Adotei para mim a estratégia de não jogar para debaixo do tapete essas coisas, pois, apesar de querer e estar trabalhando para ser uma pessoa melhor para mim e admirável para eles, eu não quero parecer perfeita, pois este é o começo da hipocrisia e do incabível. Falhamos muito e assumir nossos B.O.’s é o primeiro passo para ter uma relação sincera com a gente mesmo e com os pequenos. Muita gente acha que precisa melhorar uma série de coisas antes de ter filhos (caso queiram ter): um emprego melhor, uma casa melhor, um carro melhor, um casamento melhor. A lista, muitas vezes material, fica enorme e faz parte ter essas idealizações. Eu também as tive. Mas o que eu descobri foi que a verdadeira jornada começa depois de ter filhos. Que aí a gente encara mesmo nossa luz e nossa sombra, no espelho que os eles acabam sendo para nós involuntariamente. E temos que lidar com tudo isso com leveza, pois a vida dos filhos só a eles pertence. Eles não têm responsabilidade sobre nós, nem sobre a finitude do tempo, da vida e das coisas.
Por Brena Ferreira
Amei o relato!!!! ????
Lendo este belo texto, me faz lembrar da minha própria mãe. Quando ela me teve, era mais nova do que estou hoje, e me teve apesar de uma endometriose. Mesmo sofrendo com a doença, sempre via minha mãe alcançando suas conquistas para me mostrar que era possível.
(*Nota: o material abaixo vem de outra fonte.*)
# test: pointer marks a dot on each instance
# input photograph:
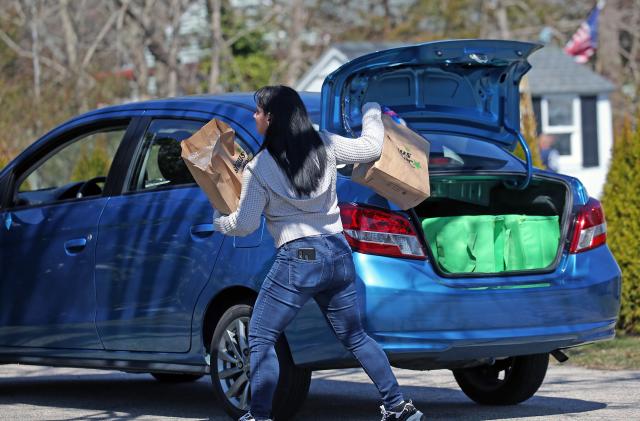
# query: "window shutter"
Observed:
(589, 114)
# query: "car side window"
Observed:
(160, 163)
(63, 174)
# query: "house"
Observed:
(570, 101)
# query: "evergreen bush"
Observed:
(621, 203)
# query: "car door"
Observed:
(156, 248)
(49, 232)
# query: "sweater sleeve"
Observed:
(246, 218)
(367, 147)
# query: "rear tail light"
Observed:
(591, 229)
(379, 231)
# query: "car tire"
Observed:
(176, 377)
(293, 383)
(506, 382)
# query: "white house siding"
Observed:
(594, 178)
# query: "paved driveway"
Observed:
(44, 393)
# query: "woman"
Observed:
(294, 182)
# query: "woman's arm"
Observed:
(365, 148)
(245, 219)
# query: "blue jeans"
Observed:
(330, 280)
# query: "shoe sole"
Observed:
(418, 416)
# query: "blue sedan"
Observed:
(109, 258)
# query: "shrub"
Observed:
(621, 203)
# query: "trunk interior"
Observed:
(478, 225)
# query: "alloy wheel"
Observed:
(233, 363)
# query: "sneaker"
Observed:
(408, 413)
(249, 417)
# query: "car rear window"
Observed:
(460, 153)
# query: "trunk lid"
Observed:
(467, 87)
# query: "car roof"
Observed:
(204, 102)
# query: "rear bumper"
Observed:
(424, 321)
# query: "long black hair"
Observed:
(291, 139)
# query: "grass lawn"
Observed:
(623, 352)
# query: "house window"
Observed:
(560, 117)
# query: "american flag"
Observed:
(584, 42)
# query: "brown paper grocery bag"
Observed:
(401, 173)
(216, 162)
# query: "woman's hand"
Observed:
(216, 215)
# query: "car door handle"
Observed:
(202, 230)
(75, 246)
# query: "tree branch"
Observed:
(27, 54)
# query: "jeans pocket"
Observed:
(347, 271)
(307, 275)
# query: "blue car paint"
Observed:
(445, 83)
(411, 310)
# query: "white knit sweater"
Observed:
(266, 188)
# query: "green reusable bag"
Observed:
(492, 243)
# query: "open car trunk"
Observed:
(478, 225)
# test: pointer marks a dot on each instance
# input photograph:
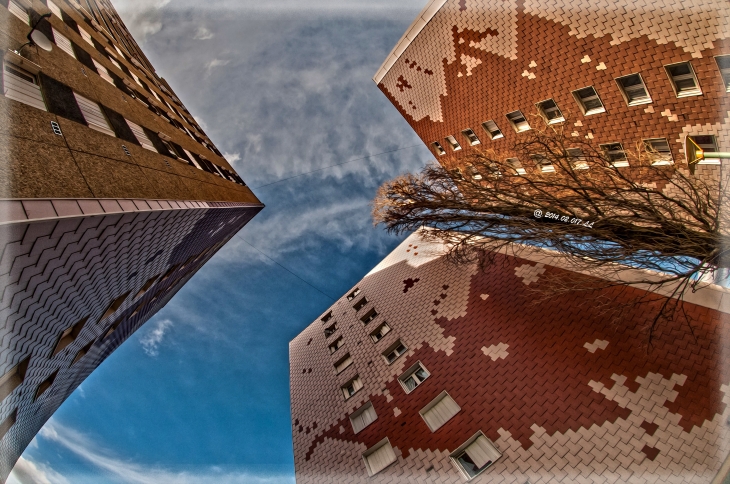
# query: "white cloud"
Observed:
(130, 472)
(151, 341)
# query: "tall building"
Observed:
(475, 74)
(432, 372)
(112, 197)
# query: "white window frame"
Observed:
(391, 458)
(446, 407)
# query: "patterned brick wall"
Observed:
(477, 60)
(62, 268)
(564, 393)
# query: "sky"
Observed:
(200, 394)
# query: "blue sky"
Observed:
(200, 393)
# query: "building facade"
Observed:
(111, 198)
(472, 74)
(432, 372)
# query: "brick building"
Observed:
(111, 198)
(474, 74)
(430, 372)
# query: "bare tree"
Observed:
(600, 208)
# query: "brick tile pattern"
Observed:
(565, 395)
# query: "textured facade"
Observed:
(111, 198)
(533, 390)
(466, 63)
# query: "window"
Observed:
(577, 158)
(141, 136)
(68, 336)
(363, 417)
(329, 331)
(615, 154)
(475, 456)
(352, 387)
(13, 378)
(378, 334)
(454, 144)
(103, 72)
(93, 115)
(63, 43)
(439, 411)
(659, 150)
(336, 345)
(708, 144)
(633, 89)
(471, 136)
(395, 351)
(683, 79)
(22, 86)
(516, 165)
(518, 121)
(343, 363)
(723, 63)
(19, 11)
(491, 128)
(438, 148)
(372, 314)
(588, 101)
(413, 377)
(360, 304)
(379, 456)
(550, 111)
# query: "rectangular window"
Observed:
(475, 456)
(379, 456)
(518, 121)
(683, 79)
(63, 43)
(454, 144)
(471, 136)
(516, 165)
(103, 72)
(379, 333)
(491, 128)
(352, 387)
(708, 144)
(335, 345)
(22, 86)
(13, 378)
(395, 351)
(343, 363)
(723, 63)
(93, 115)
(413, 377)
(588, 101)
(634, 89)
(19, 11)
(329, 331)
(439, 411)
(141, 136)
(438, 148)
(659, 151)
(615, 154)
(68, 336)
(550, 111)
(372, 314)
(363, 417)
(353, 294)
(360, 304)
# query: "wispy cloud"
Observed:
(128, 471)
(151, 341)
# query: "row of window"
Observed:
(632, 87)
(25, 87)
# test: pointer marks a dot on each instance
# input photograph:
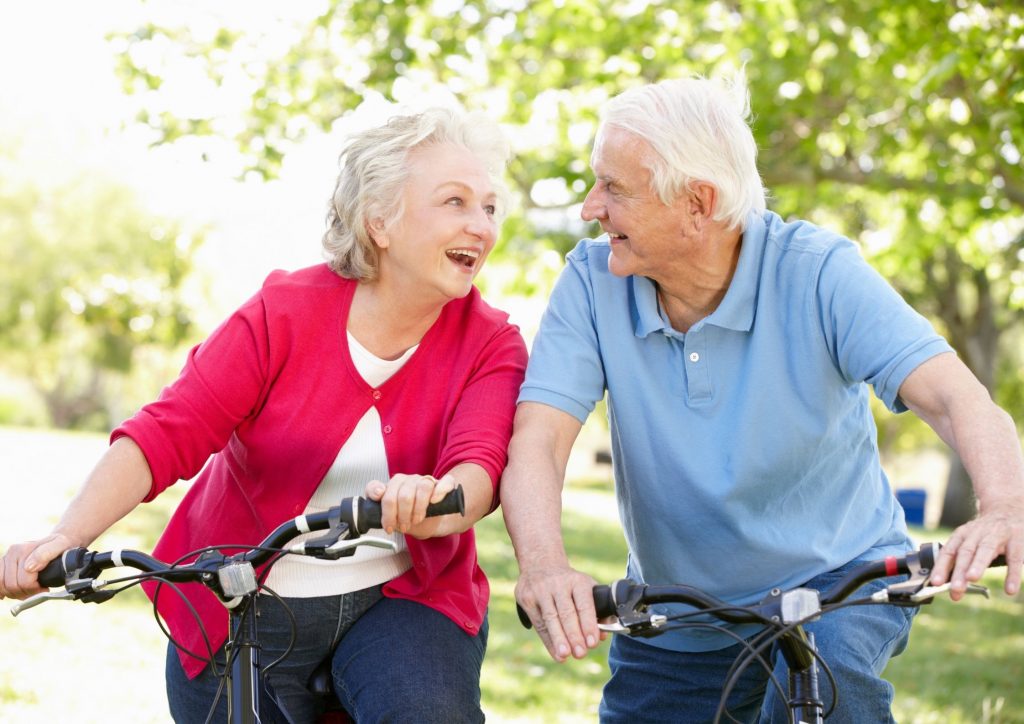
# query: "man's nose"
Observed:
(593, 205)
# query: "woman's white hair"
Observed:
(697, 129)
(374, 171)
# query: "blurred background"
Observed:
(158, 159)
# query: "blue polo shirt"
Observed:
(744, 453)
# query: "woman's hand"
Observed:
(20, 564)
(403, 503)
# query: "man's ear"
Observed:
(702, 200)
(378, 231)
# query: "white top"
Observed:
(360, 460)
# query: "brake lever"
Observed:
(638, 625)
(342, 548)
(926, 593)
(34, 601)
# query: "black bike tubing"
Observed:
(243, 677)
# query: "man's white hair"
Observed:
(698, 130)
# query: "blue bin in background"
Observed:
(912, 500)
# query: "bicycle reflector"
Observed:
(237, 579)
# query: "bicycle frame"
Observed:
(232, 579)
(781, 611)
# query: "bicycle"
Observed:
(782, 613)
(235, 581)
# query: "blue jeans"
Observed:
(391, 661)
(662, 685)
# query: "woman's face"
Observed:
(448, 226)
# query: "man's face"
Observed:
(647, 238)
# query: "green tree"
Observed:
(90, 284)
(894, 123)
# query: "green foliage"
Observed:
(90, 281)
(897, 124)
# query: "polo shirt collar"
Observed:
(736, 309)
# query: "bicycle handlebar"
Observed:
(625, 597)
(357, 514)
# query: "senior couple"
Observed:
(735, 349)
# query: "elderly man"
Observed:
(735, 349)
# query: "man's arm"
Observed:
(558, 599)
(946, 395)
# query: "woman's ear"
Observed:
(378, 231)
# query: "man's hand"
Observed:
(560, 604)
(19, 566)
(403, 502)
(973, 546)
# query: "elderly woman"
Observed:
(381, 373)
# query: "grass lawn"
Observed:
(965, 662)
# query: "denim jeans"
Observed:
(391, 661)
(659, 685)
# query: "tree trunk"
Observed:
(958, 504)
(978, 346)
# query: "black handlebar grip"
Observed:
(523, 616)
(604, 603)
(370, 511)
(54, 573)
(929, 552)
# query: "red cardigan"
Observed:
(272, 395)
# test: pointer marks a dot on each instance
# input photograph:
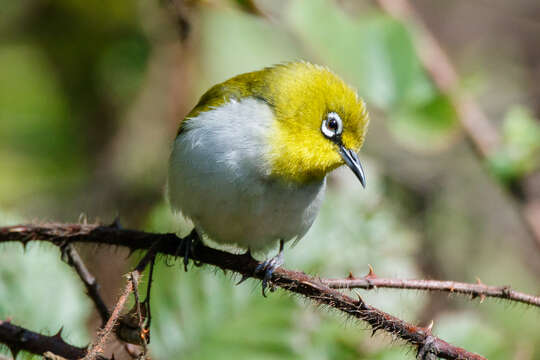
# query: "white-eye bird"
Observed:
(249, 163)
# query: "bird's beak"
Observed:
(352, 161)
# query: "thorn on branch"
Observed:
(428, 350)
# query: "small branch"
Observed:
(480, 290)
(292, 281)
(98, 345)
(478, 129)
(89, 281)
(133, 277)
(17, 338)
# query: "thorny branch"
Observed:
(17, 338)
(89, 281)
(478, 290)
(132, 284)
(293, 281)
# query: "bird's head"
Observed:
(320, 122)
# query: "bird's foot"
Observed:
(269, 266)
(186, 246)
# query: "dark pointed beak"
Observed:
(352, 161)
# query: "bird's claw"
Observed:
(186, 246)
(268, 267)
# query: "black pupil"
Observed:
(332, 124)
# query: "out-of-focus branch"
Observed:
(479, 290)
(481, 133)
(89, 281)
(292, 281)
(17, 338)
(479, 130)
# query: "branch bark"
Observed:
(293, 281)
(17, 338)
(482, 291)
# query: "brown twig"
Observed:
(292, 281)
(98, 345)
(17, 338)
(371, 281)
(133, 277)
(89, 281)
(481, 133)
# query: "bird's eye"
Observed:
(332, 125)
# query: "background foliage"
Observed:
(91, 95)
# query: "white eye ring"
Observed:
(332, 125)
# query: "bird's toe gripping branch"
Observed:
(267, 267)
(187, 244)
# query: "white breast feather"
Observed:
(219, 179)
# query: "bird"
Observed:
(249, 163)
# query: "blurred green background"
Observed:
(91, 94)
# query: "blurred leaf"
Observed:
(122, 67)
(374, 51)
(232, 43)
(37, 137)
(427, 127)
(520, 153)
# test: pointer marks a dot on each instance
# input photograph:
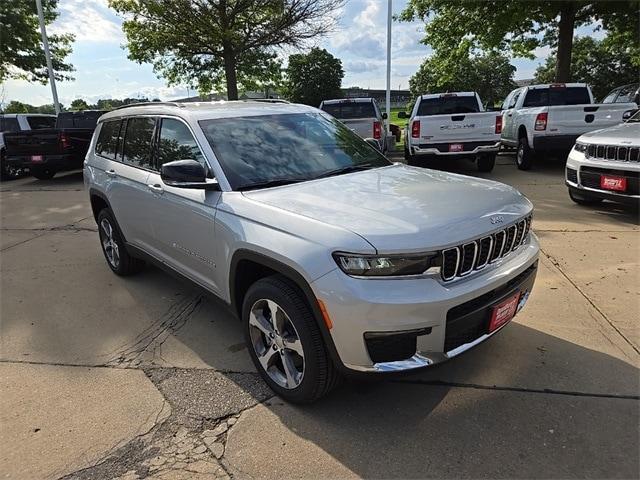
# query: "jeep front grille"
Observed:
(475, 255)
(614, 152)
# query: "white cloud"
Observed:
(89, 20)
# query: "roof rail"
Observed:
(266, 100)
(143, 104)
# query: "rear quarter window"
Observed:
(107, 143)
(447, 106)
(345, 111)
(552, 96)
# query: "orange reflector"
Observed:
(325, 315)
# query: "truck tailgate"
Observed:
(361, 126)
(33, 142)
(579, 119)
(459, 128)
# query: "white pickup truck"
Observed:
(452, 125)
(549, 118)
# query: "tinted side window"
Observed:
(9, 125)
(107, 142)
(177, 143)
(41, 122)
(137, 142)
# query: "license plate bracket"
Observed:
(613, 182)
(504, 311)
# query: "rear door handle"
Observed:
(156, 188)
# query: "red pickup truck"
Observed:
(48, 151)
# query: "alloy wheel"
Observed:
(109, 244)
(276, 343)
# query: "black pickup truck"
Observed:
(48, 151)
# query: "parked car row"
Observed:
(54, 144)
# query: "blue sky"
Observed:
(103, 70)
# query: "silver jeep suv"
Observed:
(335, 259)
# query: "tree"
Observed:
(313, 77)
(79, 104)
(21, 52)
(598, 63)
(491, 75)
(204, 43)
(518, 27)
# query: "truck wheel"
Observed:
(114, 248)
(285, 342)
(485, 163)
(42, 173)
(582, 199)
(524, 155)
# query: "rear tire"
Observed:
(582, 199)
(524, 154)
(486, 162)
(295, 378)
(42, 173)
(114, 247)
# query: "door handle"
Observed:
(156, 188)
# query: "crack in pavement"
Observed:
(556, 264)
(547, 391)
(157, 333)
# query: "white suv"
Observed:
(335, 259)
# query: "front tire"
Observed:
(42, 173)
(485, 163)
(582, 199)
(285, 342)
(114, 248)
(524, 155)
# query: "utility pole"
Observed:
(47, 54)
(388, 102)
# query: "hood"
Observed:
(403, 209)
(624, 134)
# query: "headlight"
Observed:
(580, 147)
(384, 265)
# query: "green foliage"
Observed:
(603, 65)
(491, 75)
(516, 28)
(313, 77)
(220, 42)
(21, 51)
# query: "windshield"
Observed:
(285, 148)
(549, 96)
(448, 105)
(348, 110)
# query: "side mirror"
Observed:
(374, 143)
(186, 174)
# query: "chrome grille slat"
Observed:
(462, 260)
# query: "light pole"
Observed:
(388, 100)
(47, 54)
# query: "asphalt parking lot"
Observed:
(147, 377)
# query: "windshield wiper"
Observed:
(276, 182)
(347, 169)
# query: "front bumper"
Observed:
(424, 307)
(582, 174)
(469, 149)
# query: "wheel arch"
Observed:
(248, 266)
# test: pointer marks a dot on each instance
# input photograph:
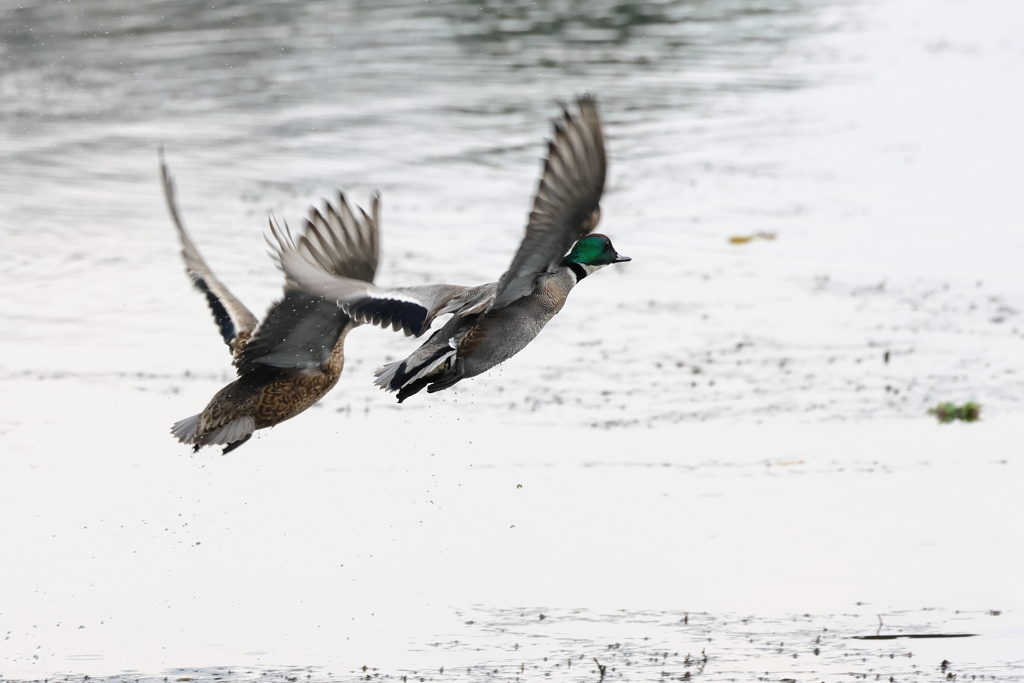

Mesmo nas suas crises mais graves, que lhe davam muito desânimo, ela queria me mostrar que era possível ter e realizar sonhos. Ela nunca foi muito de me proibir de sair ou limitar meus horários (porque eu nunca fui de sair muito rs), mas em compensação se preocupa constantemente se eu tô me alimentando saudável, se eu estou consultando tal e tal médico, se eu tô comprando utensílios de tal material porque o alumínio afeta o organismo, me marca em diversas publicações de estudos sobre algum alimento ou algum hábito. Como você, ela nunca quis tentar ser perfeita pra mim. Sempre escancarou pra mim seus bons e maus momentos. Encarou os julgamentos do restante da família de frente. Às vezes, parece até que ela é adolescente e eu sou a “tiazona” kkkkkkkk mas ela é e sempre vai ser a minha maior inspiração.